Overview of ASER: Large-scale Commonsense Knowledge Acquisition

The pursuit of effectively representing and acquiring commonsense knowledge has long remained a formidable endeavor within artificial intelligence research. In the paper titled "ASER: Towards Large-scale Commonsense Knowledge Acquisition via Higher-order Selectional Preference over Eventualities," the authors propose a novel framework aiming to systematically capture such knowledge. The authors introduce ASER, a knowledge graph that draws upon the concept of selectional preference extended to higher orders, formulated over large linguistic graphs derived from substantial text corpora.

Central to ASER's approach is utilizing eventualities—encompassing activities, states, and events—as the fundamental semantic unit. Previous commonsense knowledge bases, like ConceptNet and others, often rely heavily on human-annotated relational triples, which can be costly and challenging to scale. Contrarily, ASER extracts knowledge by detecting statistical patterns over linguistic dependency graphs and discourse relations. This technique allows ASER to efficiently harness large quantities of commonsense knowledge from raw, unlabeled text data independently of pre-established, manually annotated frameworks.

The authors detail a comprehensive methodology encapsulating two main processes: linguistic pattern extraction and conceptualization.
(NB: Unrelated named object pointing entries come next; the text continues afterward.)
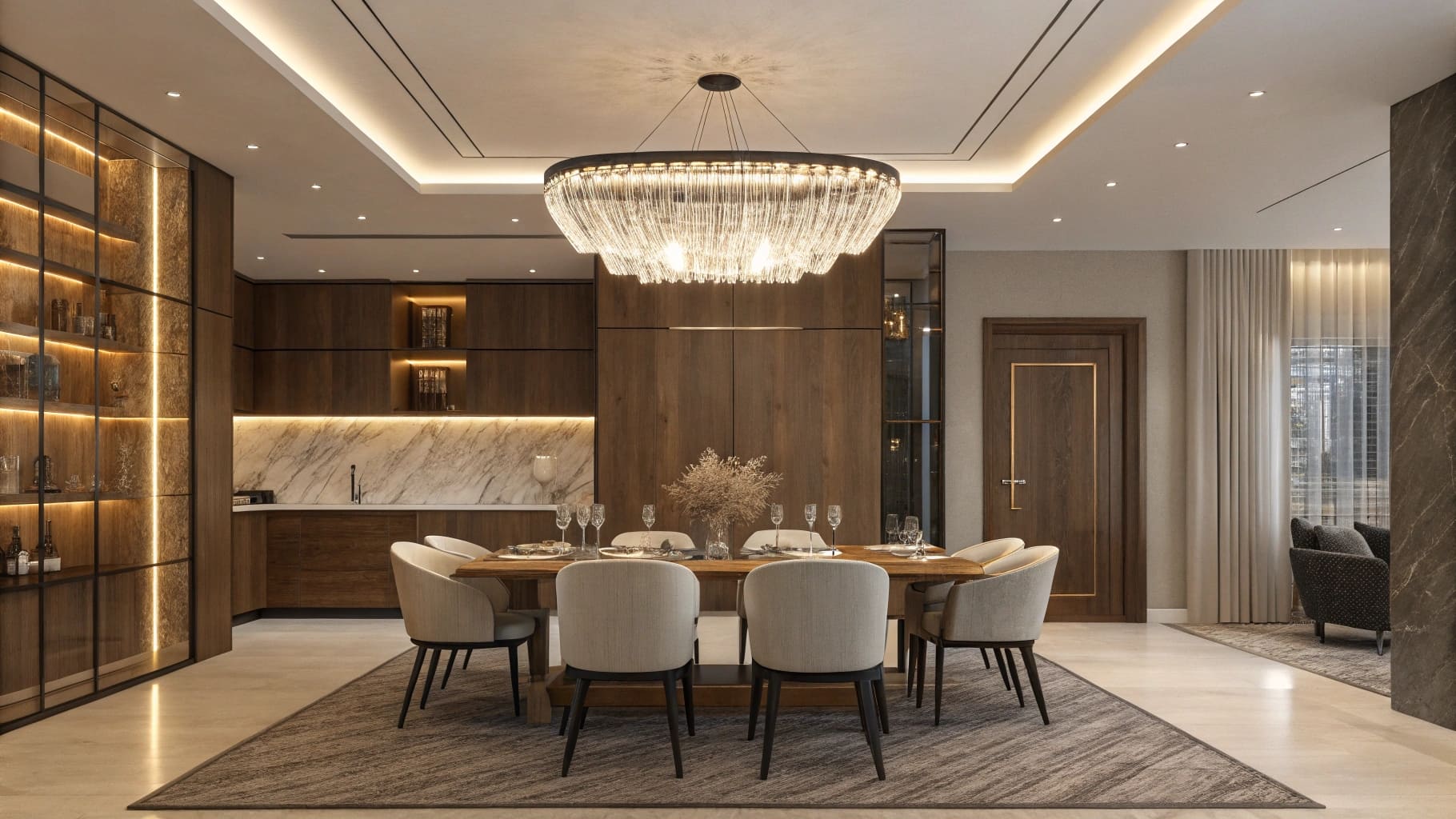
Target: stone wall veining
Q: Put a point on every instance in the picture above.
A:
(414, 460)
(1423, 405)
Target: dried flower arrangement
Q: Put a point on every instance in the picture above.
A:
(724, 490)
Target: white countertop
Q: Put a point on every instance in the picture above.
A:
(396, 508)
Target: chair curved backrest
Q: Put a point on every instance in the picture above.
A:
(788, 538)
(817, 616)
(989, 550)
(626, 616)
(438, 609)
(1008, 604)
(680, 540)
(495, 589)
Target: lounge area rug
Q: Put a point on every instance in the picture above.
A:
(1346, 655)
(468, 751)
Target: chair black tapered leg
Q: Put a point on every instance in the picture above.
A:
(768, 725)
(754, 694)
(410, 690)
(880, 703)
(578, 712)
(430, 678)
(1001, 664)
(449, 668)
(1015, 678)
(687, 701)
(919, 680)
(516, 678)
(670, 694)
(1030, 661)
(939, 678)
(868, 714)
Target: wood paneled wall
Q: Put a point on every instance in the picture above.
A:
(809, 398)
(213, 410)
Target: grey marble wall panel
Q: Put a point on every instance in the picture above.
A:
(1423, 405)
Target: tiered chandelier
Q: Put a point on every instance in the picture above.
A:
(734, 216)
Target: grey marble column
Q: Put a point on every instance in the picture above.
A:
(1423, 403)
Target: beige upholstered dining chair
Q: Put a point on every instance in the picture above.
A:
(625, 620)
(930, 597)
(758, 541)
(679, 540)
(1001, 611)
(818, 621)
(443, 613)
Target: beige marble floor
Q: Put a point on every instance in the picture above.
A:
(1335, 744)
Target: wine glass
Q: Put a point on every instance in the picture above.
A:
(582, 518)
(776, 515)
(562, 518)
(810, 515)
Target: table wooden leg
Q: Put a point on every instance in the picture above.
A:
(538, 705)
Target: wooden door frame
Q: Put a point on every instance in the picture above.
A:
(1134, 433)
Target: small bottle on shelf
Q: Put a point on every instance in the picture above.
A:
(15, 557)
(48, 556)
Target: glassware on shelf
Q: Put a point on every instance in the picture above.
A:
(431, 389)
(562, 518)
(9, 474)
(12, 374)
(42, 374)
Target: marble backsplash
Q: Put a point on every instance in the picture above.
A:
(414, 460)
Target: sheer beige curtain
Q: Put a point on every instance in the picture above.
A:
(1238, 314)
(1340, 386)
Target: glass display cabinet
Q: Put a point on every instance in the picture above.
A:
(95, 396)
(912, 454)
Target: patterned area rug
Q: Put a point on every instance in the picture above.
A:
(466, 751)
(1346, 655)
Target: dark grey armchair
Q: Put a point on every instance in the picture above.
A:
(1342, 577)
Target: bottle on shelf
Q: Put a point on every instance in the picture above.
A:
(48, 556)
(16, 559)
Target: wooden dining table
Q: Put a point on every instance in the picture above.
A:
(715, 685)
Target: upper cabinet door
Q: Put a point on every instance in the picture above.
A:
(849, 296)
(623, 302)
(530, 316)
(322, 316)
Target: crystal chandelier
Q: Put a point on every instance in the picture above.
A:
(734, 216)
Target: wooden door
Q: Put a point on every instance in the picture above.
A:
(1063, 453)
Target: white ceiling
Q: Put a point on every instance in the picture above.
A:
(548, 79)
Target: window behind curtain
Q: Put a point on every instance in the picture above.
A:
(1340, 387)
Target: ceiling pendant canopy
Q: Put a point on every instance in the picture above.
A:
(734, 216)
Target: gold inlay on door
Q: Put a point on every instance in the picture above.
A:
(1014, 481)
Eventualities are extracted by employing syntactical parsing and specific dependency patterns designed to ensure semantic completeness without undue complexity. For instance, ASER captures multi-relational instances such as "I eat food" and considers their probabilistic frequency distribution. Relations between eventualities are retrieved through explicit discourse parsing, emphasizing quality by focusing on explicit relations, thereby resulting in a reliable, scalable strategy that ensures the capture of extensive knowledge.

Once collected, ASER uses external robust taxonomies, notably Probase, to perform conceptualization. This advances ASER beyond basic instance-level observations by abstracting eventualities into broader concepts, thus facilitating enhanced generalization while circumventing the often limited textual availability of some commonsense knowledge.

ASER comprises a massive collection, featuring over 438 million eventualities and 648 million edges, across different eventuality patterns, allowing it to cover a broader spectrum of commonsense relations than prior models. The paper meticulously evaluates the quality of ASER through intrinsic (human evaluation and statistical analyses) and extrinsic evaluations, showing that ASER can effectively transfer its higher-order selectional preference knowledge to artificially reproduce human-curated structures such as ConceptNet.

Significant implications emerge from ASER’s development, contributing both practical applications and theoretical advancement. Practically, ASER provides a robust repository for commonsense inference in applications like dialogue systems, and reading comprehension tasks, illustrating superior utility over various benchmarks. Theoretically, the introduction of ASER paves the way for a refined understanding of selectional preference as a conduit for generalizable semantic knowledge.

The ASER research opens the land to future expansions and refinements, notably regarding the contextualization of conceptualization, scalability in computational terms, and developing targeted evaluations aligning directly with true commonsense reasoning efforts. The successful structuring of such a graph predicates interesting directions where ASER could supplement pre-trained LLMs to enhance comprehension by delivering complex event knowledge. Releasing ASER's extensive resources into the broader AI community ensures its widespread utility, fostering collaborative advancements toward mastering commonsense understanding.